Some open-source supporters have been upset about license changes and other shifts that contaminate the original value proposition, but the biggest contributor to that pollution may be buyer/user behavior. Among large enterprises, in-house open-source expertise used to be subjectively rated as “high” by every player just a couple decades ago, but today less than one-third offer that kind of optimism. And among SMBs, the number who think they have and can retain the skilled people to manage their own open-source tools is in the statistical noise level.

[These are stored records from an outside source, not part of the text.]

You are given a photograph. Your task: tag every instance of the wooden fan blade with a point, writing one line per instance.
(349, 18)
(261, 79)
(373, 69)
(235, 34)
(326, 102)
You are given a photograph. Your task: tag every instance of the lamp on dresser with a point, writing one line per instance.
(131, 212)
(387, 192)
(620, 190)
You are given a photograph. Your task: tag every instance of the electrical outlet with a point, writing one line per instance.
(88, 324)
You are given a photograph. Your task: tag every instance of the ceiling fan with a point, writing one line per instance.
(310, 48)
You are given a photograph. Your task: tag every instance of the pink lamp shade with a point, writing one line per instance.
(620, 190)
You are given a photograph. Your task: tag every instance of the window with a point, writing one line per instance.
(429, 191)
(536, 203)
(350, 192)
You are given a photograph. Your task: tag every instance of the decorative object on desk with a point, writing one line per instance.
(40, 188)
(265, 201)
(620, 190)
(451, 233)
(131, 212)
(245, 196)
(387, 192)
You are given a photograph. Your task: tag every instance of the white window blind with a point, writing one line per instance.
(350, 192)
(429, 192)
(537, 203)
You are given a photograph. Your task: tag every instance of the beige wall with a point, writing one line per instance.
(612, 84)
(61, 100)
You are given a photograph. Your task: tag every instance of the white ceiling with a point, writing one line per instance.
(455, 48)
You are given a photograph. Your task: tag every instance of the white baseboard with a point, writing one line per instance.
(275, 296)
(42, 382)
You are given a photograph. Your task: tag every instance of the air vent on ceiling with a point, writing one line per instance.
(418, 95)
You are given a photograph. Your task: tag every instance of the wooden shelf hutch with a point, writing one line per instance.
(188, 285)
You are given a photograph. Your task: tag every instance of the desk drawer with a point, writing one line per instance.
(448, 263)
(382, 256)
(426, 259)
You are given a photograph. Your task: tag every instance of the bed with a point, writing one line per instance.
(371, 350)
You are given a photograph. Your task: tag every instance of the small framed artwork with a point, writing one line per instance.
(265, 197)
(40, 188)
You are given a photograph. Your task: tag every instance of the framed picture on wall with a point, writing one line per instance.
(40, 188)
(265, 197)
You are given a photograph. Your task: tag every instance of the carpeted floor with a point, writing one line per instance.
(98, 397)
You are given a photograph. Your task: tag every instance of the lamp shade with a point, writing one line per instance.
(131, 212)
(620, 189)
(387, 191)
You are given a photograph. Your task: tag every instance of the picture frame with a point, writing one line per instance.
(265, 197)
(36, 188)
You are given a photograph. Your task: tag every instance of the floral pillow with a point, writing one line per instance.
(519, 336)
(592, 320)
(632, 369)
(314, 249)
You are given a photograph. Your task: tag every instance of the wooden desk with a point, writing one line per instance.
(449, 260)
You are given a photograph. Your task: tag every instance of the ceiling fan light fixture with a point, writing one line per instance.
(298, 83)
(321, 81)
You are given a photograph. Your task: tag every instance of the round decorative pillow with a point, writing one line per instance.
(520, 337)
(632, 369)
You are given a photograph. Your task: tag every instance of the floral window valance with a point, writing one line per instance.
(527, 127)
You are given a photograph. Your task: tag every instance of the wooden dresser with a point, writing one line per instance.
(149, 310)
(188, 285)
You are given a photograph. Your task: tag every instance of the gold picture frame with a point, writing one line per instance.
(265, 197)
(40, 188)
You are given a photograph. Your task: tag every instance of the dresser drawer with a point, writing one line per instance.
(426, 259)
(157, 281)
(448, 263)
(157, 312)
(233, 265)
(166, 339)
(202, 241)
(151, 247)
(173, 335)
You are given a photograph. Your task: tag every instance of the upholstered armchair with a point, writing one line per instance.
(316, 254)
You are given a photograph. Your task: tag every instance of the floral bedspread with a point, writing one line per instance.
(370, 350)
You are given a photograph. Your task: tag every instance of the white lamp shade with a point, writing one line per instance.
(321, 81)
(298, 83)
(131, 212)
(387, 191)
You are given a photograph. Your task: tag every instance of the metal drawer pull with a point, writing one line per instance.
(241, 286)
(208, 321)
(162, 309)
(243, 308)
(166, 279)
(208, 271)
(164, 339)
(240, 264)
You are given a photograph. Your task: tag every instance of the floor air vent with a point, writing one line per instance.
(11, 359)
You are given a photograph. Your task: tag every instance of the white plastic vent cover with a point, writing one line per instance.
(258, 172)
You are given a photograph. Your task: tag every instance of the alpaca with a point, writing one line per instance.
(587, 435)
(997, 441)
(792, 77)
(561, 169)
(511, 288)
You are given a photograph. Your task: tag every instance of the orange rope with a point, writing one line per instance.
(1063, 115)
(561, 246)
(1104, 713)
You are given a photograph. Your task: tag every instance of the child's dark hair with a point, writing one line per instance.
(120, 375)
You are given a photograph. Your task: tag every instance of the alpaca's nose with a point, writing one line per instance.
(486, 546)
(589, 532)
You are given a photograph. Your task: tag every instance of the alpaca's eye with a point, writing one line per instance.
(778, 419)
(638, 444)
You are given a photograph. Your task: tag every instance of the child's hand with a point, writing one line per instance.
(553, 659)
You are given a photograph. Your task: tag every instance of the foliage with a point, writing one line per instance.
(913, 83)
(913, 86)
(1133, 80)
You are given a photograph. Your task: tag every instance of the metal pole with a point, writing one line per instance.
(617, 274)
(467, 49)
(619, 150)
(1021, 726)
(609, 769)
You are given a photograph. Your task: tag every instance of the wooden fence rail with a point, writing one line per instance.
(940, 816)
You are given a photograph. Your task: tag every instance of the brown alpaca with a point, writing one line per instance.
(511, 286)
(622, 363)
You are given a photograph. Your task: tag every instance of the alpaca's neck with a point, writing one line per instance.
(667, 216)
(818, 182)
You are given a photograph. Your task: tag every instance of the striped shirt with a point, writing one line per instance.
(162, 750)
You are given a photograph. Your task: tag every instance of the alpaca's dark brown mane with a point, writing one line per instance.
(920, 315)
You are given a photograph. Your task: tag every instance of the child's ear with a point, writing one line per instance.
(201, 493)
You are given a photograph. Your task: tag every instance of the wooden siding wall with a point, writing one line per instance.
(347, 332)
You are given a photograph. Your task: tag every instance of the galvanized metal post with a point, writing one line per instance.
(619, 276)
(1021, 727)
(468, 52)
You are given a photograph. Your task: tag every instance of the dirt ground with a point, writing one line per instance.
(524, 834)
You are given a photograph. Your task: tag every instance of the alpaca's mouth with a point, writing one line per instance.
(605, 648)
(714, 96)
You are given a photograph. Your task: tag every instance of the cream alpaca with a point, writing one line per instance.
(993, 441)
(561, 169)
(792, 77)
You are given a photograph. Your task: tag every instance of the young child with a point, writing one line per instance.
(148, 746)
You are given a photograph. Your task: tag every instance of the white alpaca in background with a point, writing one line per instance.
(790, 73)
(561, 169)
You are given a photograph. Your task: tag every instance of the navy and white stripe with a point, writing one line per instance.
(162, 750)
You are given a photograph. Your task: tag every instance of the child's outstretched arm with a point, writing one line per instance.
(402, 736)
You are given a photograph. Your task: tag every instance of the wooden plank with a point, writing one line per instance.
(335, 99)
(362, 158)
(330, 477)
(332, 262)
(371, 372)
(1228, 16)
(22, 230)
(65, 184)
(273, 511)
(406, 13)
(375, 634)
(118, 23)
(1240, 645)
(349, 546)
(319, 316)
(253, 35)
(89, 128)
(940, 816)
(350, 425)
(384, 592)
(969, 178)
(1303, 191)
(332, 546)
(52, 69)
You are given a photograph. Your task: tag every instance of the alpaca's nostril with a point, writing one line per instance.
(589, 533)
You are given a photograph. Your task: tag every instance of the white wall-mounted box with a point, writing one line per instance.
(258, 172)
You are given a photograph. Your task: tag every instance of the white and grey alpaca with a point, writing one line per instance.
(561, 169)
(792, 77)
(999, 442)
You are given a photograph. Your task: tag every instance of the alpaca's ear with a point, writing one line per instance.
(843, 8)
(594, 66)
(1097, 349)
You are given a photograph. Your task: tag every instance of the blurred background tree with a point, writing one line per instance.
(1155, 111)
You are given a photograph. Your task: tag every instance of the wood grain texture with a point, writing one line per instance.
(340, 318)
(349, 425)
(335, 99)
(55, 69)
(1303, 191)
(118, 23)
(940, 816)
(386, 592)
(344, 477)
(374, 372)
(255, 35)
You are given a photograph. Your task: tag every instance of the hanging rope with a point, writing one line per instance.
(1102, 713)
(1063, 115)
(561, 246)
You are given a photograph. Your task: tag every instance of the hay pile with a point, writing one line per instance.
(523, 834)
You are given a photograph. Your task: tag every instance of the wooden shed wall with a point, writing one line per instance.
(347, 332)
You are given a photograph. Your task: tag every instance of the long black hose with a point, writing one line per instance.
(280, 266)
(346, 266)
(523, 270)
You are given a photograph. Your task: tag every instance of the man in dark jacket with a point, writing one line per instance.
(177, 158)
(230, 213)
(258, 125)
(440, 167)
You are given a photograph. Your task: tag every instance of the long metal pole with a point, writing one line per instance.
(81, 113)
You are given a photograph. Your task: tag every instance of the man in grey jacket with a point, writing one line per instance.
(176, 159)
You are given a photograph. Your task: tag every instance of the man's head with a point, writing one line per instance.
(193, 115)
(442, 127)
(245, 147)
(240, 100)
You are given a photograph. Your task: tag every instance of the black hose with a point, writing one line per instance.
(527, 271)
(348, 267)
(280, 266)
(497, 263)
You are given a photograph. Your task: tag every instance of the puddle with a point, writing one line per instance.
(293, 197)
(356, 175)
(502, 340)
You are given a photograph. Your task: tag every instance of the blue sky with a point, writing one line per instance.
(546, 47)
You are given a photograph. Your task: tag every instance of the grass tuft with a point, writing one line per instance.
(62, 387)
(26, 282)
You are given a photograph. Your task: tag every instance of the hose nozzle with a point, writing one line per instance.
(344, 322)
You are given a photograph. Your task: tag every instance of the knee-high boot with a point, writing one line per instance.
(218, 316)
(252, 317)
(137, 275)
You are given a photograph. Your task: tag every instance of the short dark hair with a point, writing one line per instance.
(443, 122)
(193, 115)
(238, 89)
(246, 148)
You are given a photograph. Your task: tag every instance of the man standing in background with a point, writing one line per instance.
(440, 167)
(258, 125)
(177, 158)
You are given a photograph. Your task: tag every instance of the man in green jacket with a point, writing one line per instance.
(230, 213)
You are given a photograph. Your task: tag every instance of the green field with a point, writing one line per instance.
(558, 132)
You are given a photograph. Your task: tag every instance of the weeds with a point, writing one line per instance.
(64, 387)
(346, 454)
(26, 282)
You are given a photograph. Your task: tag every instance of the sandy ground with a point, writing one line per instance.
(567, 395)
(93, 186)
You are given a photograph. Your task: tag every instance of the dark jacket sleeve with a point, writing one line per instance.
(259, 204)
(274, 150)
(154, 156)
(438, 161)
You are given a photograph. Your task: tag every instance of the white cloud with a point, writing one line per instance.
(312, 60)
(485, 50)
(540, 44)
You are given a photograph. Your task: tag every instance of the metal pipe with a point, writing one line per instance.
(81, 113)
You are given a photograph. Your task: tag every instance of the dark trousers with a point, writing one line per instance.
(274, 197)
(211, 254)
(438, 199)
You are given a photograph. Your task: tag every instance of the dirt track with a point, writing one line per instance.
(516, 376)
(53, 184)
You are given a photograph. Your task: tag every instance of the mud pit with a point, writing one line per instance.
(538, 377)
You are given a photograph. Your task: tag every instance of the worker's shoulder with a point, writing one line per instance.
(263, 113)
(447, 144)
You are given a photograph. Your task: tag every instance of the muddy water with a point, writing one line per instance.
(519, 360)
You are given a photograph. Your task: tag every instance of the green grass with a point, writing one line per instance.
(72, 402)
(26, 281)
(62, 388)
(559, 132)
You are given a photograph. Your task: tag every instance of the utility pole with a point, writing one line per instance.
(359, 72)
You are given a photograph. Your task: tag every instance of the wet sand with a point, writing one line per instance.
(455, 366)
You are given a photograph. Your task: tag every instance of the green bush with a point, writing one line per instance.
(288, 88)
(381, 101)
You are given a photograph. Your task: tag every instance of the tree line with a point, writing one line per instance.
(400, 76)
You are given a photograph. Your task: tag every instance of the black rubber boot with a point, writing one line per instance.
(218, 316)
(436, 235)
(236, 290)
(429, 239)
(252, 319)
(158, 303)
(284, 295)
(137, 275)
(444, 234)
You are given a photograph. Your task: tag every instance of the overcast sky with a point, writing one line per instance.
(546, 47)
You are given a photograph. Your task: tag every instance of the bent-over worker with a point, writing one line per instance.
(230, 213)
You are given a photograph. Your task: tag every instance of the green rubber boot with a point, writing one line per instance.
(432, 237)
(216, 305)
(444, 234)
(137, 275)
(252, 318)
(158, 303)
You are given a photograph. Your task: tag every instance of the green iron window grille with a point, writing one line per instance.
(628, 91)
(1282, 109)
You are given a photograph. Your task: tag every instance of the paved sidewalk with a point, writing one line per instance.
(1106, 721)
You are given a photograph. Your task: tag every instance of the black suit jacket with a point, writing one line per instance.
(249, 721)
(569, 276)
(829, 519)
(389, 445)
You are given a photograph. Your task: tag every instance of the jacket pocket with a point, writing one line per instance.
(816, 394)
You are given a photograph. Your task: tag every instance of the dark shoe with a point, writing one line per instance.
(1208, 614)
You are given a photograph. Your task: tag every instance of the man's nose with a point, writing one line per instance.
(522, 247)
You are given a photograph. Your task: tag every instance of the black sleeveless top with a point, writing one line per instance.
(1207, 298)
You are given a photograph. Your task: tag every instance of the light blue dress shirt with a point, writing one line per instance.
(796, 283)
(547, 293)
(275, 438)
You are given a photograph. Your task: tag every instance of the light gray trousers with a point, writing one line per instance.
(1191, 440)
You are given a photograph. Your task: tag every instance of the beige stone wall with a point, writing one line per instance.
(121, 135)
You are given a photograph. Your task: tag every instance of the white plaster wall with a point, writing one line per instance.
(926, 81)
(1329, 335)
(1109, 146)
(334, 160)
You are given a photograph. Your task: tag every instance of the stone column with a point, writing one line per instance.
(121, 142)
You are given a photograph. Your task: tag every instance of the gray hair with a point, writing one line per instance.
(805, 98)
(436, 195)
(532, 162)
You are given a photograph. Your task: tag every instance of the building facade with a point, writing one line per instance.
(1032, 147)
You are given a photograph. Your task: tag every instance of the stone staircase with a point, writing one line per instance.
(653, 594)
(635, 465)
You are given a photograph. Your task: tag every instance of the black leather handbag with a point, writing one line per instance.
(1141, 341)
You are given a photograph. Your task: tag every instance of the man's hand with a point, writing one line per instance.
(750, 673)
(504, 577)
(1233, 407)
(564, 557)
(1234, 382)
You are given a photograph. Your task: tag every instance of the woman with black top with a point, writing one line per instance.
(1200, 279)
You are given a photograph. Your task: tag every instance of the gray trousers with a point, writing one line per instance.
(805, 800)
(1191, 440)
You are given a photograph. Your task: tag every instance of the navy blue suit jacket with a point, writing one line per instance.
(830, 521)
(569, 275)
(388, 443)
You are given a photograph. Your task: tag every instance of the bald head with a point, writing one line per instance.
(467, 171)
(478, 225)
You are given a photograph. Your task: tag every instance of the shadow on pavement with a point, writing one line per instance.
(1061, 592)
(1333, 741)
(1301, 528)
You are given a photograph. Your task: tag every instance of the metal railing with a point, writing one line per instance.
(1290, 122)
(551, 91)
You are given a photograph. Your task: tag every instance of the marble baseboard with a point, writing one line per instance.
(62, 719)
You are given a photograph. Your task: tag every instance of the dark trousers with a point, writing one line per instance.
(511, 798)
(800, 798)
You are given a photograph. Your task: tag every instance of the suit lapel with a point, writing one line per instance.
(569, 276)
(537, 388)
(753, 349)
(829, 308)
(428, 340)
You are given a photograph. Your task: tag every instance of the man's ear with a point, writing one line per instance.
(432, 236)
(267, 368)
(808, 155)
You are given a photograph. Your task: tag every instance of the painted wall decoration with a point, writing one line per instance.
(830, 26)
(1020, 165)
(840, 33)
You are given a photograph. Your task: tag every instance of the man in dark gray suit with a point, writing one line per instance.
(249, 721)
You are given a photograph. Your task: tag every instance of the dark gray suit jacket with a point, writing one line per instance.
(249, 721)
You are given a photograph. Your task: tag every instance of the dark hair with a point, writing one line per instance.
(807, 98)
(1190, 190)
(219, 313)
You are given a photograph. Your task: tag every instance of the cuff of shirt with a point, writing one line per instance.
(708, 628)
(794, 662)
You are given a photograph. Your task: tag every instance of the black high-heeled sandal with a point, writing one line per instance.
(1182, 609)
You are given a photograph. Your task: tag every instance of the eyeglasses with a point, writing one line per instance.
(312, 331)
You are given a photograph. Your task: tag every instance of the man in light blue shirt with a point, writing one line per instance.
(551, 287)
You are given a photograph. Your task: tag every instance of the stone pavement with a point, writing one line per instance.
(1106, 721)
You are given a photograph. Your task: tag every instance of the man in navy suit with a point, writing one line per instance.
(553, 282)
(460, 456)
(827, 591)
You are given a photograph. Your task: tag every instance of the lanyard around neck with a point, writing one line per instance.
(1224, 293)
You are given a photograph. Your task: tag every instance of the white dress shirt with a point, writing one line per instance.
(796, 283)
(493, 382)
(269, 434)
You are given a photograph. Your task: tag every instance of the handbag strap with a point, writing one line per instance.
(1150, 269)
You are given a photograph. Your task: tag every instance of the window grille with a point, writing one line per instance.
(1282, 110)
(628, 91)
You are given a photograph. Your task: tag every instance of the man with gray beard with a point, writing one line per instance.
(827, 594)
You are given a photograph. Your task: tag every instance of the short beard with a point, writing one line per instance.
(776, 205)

To use open source, more and more enterprises rely on some large organization to back their bid, and that puts pressure on the open-source initiatives to adopt things like dual licensing to permit charging for some version of the tools. Enterprises cite the problems with openness as a reason why white-box network devices haven’t swept the market. Who backs a mixture of chips, generic hardware, and a couple layers of open-source software?
And how do you innovate in a complex ecosystem? Could a team have painted the Mona Lisa? I asked an enterprise CIO that question, and got a question in return, a better one. “Who would go to see it?” Putting that point another way, not only does the open-model innovation theory have to ask how a vision of a system can emerge from a series of parts suppliers, it also has to ask who has the incentive to promote it, and whose name can give it credibility.
That metaphor suggests another question, though: “How would the team know what they were painting?”
I’ve seen a lot of open-technology projects that were founded to do something useless, impossible, or both. Even more that had a potentially worthy notion that demanded organized initiatives to validate and promote it, which never came to be. Open RAN may well be a glaring example. OK, so we open up parts of the RAN model that the 3GPP work kept closed. What actual benefit, if we define “benefit” as something that can make a business case, does that create? Most suggestions fall into the “glittering generality” category, and the few more concrete ones have failed to pan out, so you have to question them all. Yes, it created a play for smaller vendors, but what kind of vendor is winning the 5G deals? Ones whose headcounts could fill a small city.
We have to go back to the opening point, which is that buyers see open-model technology as the final defense against vendor misbehavior. It’s a great theory, but what good is a defense alliance with a player who you allow to starve to death while you’re waiting for an attack? And how many guarantors of your defense will emerge if that’s the fate that awaits them all?